La Ville et le Plateau se déchirent pour le marché : Sandaga, la maire des batailles

La démolition du bâtiment de Sandaga, patrimoine classé, enrage madame le maire de Dakar qui a décidé d’enclencher une procédure judiciaire pour conserver les vestiges de la capitale.Par Justin GOMIS
– Sur les ruines de Sandaga… La bataille du marché Sandaga sera tranchée par la justice. Le maire de la Ville, Soham El Wardini, a décidé de porter cette affaire devant les juridictions du pays. «Je suis pour qu’on conserve la mémoire de Dakar. Notre identité, la vieille ville de Dakar, nous devons la conserver. C’est ça qui fait mal dans cette démolition. Et comment prendre cette décision sans nous consulter ? Je tenais à informer l’opinion. Maintenant, nos avocats sont sur la procédure. Nous allons défendre nos biens jusqu’au moment où on va nous le rendre ou alors on décidera autre chose et les gens le sauront», tempête la très modérée maire de la ville, qui a tenu hier un Conseil municipal sur la démolition du marché Sandaga, entreprise par Alioune Ndoye, maire de Plateau.

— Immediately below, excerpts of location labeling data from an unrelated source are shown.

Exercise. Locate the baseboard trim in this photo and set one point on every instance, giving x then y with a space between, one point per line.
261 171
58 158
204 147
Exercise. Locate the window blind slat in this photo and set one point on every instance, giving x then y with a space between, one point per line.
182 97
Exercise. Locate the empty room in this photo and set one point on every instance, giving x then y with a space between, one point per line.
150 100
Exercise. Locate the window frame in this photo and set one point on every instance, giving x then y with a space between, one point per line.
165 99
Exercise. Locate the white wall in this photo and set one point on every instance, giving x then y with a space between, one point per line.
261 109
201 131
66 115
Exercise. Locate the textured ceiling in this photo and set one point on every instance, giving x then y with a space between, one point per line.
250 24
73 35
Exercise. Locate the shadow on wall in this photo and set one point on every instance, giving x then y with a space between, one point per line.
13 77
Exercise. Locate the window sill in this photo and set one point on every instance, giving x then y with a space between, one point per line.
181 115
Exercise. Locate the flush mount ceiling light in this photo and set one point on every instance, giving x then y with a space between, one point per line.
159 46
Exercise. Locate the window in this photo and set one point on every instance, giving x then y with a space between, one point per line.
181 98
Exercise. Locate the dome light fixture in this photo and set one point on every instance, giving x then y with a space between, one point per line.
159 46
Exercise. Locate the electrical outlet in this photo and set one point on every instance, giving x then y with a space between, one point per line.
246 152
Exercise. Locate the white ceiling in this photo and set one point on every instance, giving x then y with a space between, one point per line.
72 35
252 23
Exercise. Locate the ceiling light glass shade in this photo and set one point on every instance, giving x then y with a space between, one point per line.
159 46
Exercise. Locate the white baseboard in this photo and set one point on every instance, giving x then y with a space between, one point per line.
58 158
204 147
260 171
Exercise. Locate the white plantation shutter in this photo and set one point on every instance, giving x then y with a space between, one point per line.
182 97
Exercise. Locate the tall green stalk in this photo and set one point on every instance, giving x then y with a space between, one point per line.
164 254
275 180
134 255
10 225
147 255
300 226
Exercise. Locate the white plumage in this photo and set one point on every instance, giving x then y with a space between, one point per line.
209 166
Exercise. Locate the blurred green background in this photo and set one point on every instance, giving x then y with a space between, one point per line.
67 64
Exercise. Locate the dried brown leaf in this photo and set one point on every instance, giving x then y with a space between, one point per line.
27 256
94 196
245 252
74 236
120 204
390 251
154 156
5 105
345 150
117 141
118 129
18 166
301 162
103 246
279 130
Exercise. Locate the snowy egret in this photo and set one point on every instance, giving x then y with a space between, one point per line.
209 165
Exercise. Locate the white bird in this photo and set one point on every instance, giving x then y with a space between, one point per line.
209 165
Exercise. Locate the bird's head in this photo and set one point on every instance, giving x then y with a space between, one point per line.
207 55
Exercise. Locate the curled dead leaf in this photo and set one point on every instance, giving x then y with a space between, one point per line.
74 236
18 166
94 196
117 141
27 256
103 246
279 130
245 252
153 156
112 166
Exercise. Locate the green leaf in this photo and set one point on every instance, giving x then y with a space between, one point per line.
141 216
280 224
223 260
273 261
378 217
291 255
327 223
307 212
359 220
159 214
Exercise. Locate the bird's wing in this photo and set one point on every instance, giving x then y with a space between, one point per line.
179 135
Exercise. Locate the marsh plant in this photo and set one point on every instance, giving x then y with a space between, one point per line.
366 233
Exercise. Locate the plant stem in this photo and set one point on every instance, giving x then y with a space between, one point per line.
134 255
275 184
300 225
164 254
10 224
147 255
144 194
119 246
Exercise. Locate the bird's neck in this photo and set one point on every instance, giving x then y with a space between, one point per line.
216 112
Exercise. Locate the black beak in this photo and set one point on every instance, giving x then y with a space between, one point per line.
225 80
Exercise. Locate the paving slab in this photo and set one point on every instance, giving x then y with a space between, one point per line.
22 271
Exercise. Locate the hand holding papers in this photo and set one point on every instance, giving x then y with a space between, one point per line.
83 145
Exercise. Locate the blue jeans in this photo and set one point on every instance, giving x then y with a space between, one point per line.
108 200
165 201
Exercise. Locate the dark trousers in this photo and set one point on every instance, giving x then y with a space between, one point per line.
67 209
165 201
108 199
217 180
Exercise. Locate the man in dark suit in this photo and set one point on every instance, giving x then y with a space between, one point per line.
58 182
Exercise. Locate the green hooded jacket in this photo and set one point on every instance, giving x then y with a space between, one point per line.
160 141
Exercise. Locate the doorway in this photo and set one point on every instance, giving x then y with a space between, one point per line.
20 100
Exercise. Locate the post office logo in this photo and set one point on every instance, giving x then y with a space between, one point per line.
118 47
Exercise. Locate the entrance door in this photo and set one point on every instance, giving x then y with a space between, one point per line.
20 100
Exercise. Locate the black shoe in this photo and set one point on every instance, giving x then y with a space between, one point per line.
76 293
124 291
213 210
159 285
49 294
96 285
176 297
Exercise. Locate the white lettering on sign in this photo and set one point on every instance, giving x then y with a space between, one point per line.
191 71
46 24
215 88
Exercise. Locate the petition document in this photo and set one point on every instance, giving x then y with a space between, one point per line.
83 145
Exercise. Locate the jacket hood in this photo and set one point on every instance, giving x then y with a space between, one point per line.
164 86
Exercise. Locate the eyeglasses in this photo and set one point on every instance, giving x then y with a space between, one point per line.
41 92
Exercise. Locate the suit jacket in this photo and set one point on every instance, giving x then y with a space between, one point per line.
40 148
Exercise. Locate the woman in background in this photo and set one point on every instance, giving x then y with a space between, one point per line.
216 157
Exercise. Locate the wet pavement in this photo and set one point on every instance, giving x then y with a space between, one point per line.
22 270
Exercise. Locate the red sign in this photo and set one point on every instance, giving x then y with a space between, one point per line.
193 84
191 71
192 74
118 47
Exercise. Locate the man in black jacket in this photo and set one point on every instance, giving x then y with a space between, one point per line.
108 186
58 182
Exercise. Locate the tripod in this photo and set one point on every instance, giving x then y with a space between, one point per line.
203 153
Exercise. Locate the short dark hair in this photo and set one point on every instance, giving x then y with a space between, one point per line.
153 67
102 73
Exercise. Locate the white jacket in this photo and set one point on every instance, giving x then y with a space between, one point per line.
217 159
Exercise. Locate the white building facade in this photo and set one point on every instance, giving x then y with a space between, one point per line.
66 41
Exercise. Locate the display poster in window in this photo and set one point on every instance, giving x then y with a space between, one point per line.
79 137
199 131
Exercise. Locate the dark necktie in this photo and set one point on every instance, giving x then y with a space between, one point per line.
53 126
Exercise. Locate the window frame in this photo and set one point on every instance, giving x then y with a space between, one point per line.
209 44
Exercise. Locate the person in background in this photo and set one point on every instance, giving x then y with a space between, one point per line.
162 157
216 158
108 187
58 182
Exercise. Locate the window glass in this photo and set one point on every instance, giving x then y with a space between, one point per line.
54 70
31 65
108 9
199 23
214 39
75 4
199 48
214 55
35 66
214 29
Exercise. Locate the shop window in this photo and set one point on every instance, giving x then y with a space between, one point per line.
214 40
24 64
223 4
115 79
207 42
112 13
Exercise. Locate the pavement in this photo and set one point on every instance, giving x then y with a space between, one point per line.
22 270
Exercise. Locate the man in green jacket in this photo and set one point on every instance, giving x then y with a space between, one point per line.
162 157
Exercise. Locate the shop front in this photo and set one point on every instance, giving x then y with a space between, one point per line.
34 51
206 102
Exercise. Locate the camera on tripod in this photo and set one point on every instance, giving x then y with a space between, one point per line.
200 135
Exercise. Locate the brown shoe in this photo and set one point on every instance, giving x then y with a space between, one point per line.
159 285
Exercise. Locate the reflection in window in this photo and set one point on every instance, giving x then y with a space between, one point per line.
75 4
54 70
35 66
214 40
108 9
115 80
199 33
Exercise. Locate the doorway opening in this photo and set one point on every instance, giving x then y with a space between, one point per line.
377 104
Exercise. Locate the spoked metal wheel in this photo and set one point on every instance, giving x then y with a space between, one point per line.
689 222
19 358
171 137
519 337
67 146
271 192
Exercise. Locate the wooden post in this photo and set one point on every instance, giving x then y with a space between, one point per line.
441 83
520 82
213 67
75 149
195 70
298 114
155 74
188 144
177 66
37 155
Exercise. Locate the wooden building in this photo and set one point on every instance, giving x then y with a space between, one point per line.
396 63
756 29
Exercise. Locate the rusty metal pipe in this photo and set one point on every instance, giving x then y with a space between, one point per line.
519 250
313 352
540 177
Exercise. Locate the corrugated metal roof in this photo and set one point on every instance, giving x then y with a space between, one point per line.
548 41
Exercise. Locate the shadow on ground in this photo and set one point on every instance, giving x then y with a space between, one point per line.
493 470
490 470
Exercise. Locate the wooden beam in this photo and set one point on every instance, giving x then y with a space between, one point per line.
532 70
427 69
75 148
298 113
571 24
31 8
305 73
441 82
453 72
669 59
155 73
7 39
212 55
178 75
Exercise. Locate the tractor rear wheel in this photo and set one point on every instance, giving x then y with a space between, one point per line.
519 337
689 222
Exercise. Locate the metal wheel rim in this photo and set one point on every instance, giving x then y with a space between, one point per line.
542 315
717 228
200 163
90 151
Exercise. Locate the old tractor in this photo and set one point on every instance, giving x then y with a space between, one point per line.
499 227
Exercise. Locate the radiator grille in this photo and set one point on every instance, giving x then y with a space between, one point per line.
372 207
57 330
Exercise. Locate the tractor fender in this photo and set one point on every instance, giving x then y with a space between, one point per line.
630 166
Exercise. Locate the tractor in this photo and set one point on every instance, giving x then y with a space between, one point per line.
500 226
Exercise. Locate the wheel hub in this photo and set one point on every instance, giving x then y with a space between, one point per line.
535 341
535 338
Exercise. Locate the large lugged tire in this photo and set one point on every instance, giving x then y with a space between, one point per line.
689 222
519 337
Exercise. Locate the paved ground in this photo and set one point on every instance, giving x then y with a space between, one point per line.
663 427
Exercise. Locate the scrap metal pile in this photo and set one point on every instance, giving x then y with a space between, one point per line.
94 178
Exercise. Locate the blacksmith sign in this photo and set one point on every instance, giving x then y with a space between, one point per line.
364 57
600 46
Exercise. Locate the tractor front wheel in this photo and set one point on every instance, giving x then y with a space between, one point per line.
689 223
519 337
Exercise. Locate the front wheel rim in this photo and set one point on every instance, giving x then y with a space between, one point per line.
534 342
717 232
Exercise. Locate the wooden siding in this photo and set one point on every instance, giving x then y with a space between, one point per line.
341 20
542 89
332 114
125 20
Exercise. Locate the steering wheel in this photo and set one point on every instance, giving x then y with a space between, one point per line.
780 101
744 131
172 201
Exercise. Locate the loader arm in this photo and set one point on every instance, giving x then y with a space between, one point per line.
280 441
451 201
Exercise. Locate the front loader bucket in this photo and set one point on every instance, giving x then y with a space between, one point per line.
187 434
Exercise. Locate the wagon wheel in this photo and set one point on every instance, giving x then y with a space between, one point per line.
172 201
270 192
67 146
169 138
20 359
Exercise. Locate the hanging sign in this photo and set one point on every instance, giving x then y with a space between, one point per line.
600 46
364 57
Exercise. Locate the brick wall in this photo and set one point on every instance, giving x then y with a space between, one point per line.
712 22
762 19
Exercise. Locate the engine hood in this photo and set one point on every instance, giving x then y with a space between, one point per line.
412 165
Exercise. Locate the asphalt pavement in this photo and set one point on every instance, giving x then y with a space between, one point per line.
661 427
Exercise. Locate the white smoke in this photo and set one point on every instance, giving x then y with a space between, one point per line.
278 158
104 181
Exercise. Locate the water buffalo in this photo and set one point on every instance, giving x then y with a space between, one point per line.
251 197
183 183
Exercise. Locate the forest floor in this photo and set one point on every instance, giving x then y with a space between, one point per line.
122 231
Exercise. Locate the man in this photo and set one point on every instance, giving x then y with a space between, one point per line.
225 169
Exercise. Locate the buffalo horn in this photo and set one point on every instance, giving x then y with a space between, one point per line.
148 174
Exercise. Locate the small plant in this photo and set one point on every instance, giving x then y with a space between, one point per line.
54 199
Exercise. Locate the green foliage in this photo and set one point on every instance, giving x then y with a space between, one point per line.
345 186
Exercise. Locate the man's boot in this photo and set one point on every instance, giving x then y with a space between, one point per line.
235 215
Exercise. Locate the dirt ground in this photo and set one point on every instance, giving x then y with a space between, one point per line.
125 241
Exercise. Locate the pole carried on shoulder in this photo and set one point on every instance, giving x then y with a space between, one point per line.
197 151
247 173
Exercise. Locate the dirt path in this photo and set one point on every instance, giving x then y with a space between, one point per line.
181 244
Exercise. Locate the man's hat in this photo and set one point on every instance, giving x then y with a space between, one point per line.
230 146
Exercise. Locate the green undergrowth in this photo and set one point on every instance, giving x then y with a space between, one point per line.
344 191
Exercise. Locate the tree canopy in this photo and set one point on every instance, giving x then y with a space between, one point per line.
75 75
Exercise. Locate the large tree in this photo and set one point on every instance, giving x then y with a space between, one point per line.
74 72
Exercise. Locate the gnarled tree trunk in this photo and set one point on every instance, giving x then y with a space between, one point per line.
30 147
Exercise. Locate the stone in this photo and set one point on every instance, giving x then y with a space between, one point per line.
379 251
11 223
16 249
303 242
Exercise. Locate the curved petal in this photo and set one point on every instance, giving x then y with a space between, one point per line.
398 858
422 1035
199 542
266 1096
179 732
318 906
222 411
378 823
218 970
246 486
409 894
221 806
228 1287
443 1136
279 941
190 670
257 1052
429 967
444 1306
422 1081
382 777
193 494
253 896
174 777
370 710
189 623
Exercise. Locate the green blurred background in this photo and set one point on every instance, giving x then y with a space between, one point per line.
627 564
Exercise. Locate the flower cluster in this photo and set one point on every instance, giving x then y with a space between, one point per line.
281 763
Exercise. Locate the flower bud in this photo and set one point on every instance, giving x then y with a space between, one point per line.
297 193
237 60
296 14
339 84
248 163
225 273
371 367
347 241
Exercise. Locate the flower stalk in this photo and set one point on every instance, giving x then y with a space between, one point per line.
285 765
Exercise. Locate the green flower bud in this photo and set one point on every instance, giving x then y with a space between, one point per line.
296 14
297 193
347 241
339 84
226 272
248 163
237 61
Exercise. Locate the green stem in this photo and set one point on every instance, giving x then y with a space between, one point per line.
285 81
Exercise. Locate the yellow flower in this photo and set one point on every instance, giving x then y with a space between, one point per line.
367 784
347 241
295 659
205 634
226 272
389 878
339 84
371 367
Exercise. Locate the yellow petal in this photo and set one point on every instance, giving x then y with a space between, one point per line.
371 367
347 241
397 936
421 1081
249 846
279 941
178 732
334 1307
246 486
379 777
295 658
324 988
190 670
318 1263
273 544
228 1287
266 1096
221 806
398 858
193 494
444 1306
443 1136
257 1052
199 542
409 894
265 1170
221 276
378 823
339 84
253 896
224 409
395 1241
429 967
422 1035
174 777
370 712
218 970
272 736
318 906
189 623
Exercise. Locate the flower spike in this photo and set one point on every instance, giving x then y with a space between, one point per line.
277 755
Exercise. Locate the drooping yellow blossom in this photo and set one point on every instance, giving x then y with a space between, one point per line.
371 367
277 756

L’édile de la capitale a même reçu l’onction du Conseil municipal de Dakar. «Après concertation, celui-ci a donné à l’unanimité à Mme le maire la force d’entreprendre la procédure judiciaire», révèle l’adjoint Mbacké Seck qui, pourtant, avait suggéré une concertation entre les parties en vue de trouver une solution. Malheureusement, cette proposition n’avait pas rencontré l’assentiment de ses collègues, l’obligeant ainsi à entrer dans les rangs.
En tout cas, la position du Conseil municipal de Dakar est claire dans cette affaire. «Le marché Sandaga est un bien de la ville de Dakar, précise Soham El Wardini. Et depuis sa construction en 1935, il n’est jamais sorti de la responsabilité de la ville de Dakar.» Elle invoque les textes et les dates pour étayer son argumentaire. «Après l’incendie survenu le 25 octobre 2013, le préfet de Dakar avait pris un arrêté en date du 25 octobre 2013 pour annoncer la fermeture du bâtiment en vue de sa réhabilitation. Mais avec l’entrée en vigueur de l’Acte 3 de la décentralisation, suite aux Locales de 2014, conformément au décret de 2014 du 23 juillet fixant les conditions de dévolution du patrimoine et du redéploiement du personnel des régions, et l’arrêté 398 instituant la commission ad hoc, l’arrêté 495 du 24 octobre 2012 portant dévolution de l’ex ville de Dakar, surclasse Sandaga parmi les marchés transférés à la commune du Plateau», explique Mme Wardini. Une façon de balayer les affirmations de Alioune Ndoye, qui soutient que Sandage fait partie du patrimoine de Plateau. «Le marché de Sandaga n’avait pas été transféré à la commune de Plateau», insiste-t-elle. Elle s’était entourée de certaines garanties. Après l’annonce du ministre de l’Urbanisme de la démolition du patrimoine classé de Sandaga, le maire de Dakar avait «adressé une correspondance au chef de l’Etat le 30 juin pour l’informer du projet de réhabilitation de ce patrimoine classé et l’engagement par la ville de Dakar», dit-elle. «Mais en réponse, explique-t-elle, le directeur de Cabinet du chef de l’Etat m’a adressé une correspondance, m’indiquant avoir pris acte de la situation avec promesse d’audience avec le Président Macky Sall.»
A l’en croire, les trois arrêtés ont été signés le même jour, c’est-à-dire le 30 juin 2021. Une rapidité qui l’a fait sursauter. «Notre Administration n’est pas aussi performante pour des dossiers qui doivent transiter d’un bureau à un autre.» Pour elle, la bataille avec Plateau n’est pas financière, mais il s’agit d’une gestion d’u patrimoine historique. «Le maire du Plateau, dans une conférence, a dit qu’il ne percevait pas les taxes. Il est dans le Conseil municipal, il est le président de la Commission des finances. Les taxes, de 2010 jusqu’à maintenant, c’est la mairie du Plateau qui les prend. La ville de Dakar n’a pas pris ces taxes. Les taxes ne nous intéressent pas. Quand on nous a dit que les marchés revenaient aux communes, on a laissé les taxes aux communes. Mais ce bâtiment, c’est un bien de la mairie, nous avons le droit de protéger notre bâtiment. C’est cette bataille que nous menons», tonne Mme Wardini.